“Only a coincidence?”

“What else could it be? Surely you don’t believe that this carpenter fellow, without even going to the sick boy, drove out the fever? You know that fever victims either get well or die and that once the fever reaches a certain point, it goes one way or the other; it’s either death or a very rapid recovery, and the odds are about the same.” He shrugged his shoulders. “After hearing Chuza’s story the carpenter probably calculated it was time for the fever to break, and he simply gambled on the outcome.” Then he was suddenly serious, his eyes questioning. “Cornelius, don’t tell me you believe the carpenter actually cured the boy?”

“I don’t know, Longinus. But I’ll say this: I don’t disbelieve it. And I do know that the boy is alive and well today.” Cornelius stood up and stretched. “After all, to Chuza and Joanna that’s the important thing. When you see Chuza, you might ask him what he thinks of the Galilean.”

“If that carpenter did cure the boy in the manner you described, Cornelius, then he’s bound to be a god. And would a carpenter be a god, and a Galilean carpenter, at that? To me the whole idea is preposterous. But I’m just a Roman soldier; I haven’t been exposed, like you, to these eastern workers of magic.”

“This Jesus is no magician. In fact, he seems reluctant to perform these—what did he call them—‘signs and wonders.’ But the sick and the crippled continually besiege him to heal them, and his sympathies for the unfortunate appear to be boundless.” Cornelius sat down again on the parapet. “Tell me, do you remember that day we were sailing down the Tiber, standing at the ‘Palmyra’s’ rail talking about the various gods, and you said that you could never comprehend a spirit god, something that was nothing, you said, a being without a body?”

“Yes, and I still feel that way.”

“But what about a god that does have a body, a god-man? If a god should have a physical body and be in every physical respect like a man, would that make sense to you? Could you comprehend such a god?”
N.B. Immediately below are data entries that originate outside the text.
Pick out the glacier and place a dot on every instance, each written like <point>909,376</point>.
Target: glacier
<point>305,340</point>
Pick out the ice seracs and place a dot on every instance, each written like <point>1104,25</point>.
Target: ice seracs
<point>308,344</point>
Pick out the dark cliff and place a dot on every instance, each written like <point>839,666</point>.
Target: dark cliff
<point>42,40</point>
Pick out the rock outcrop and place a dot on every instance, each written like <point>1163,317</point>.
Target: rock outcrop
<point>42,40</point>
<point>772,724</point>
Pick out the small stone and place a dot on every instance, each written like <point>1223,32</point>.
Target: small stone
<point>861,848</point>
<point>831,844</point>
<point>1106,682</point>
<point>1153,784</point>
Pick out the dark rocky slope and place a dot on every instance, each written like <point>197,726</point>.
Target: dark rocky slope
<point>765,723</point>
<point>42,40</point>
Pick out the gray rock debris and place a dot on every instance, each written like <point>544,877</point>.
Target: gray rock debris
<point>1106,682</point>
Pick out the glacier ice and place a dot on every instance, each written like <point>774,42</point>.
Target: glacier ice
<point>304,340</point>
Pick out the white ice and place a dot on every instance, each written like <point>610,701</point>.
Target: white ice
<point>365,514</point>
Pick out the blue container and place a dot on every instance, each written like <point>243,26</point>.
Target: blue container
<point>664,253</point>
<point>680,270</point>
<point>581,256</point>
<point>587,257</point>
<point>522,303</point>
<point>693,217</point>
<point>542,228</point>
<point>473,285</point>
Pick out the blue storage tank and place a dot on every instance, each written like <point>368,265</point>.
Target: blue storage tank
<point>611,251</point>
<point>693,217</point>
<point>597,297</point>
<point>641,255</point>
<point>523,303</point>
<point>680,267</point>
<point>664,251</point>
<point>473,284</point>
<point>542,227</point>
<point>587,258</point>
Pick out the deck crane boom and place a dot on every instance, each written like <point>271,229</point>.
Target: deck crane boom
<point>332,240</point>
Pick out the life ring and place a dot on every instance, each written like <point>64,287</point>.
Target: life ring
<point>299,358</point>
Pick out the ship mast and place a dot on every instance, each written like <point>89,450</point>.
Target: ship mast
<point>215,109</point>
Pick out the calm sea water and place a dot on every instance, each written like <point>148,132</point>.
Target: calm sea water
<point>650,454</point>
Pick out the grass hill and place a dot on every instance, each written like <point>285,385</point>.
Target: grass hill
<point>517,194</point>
“By Jove, Cornelius, you’ve been out here with these Jews for much too long. You’ve been listening to too much prattle about their Yahweh. A god without a body, a body that houses a god. Bah! I put no credence in any of these notions. As for that carpenter, I’d say he’s another Wilderness preacher, not as fanatical perhaps, not as desert-parched and smelling of dried sweat as John, but certainly no god—whatever a god is, if there is such a thing, which I most seriously doubt. A carpenter from Nazareth, that hillside cluster of huts! Cornelius, I’ve been to Nazareth, as I’m sure you have. I ask you, would a god choose Nazareth to come from?” He stood up. “Nevertheless, the story you told was entertaining. Maybe to some it would be convincing. To me, though....” He shook his head slowly. Then suddenly a wide grin lighted his grim countenance. “How is it that you and I inevitably get around sooner or later to a discussion of the gods? And where do we invariably end? Nowhere. Talk, that’s all. And talk is all it can ever be, isn’t it? It’s all too nebulous, intangible....”

“But, Longinus, if this all-powerful, all-wise, all-good god that old Pheidias envisioned, this supreme one god, in order to communicate with his earthly creatures”—Cornelius held up his hand to stop Longinus, who had been about to interrupt—“should decide to take the form of a man, an ordinary man....”

“By all the small and great gods,” Longinus did interrupt, “do you think then that he would choose to be a carpenter from Nazareth?”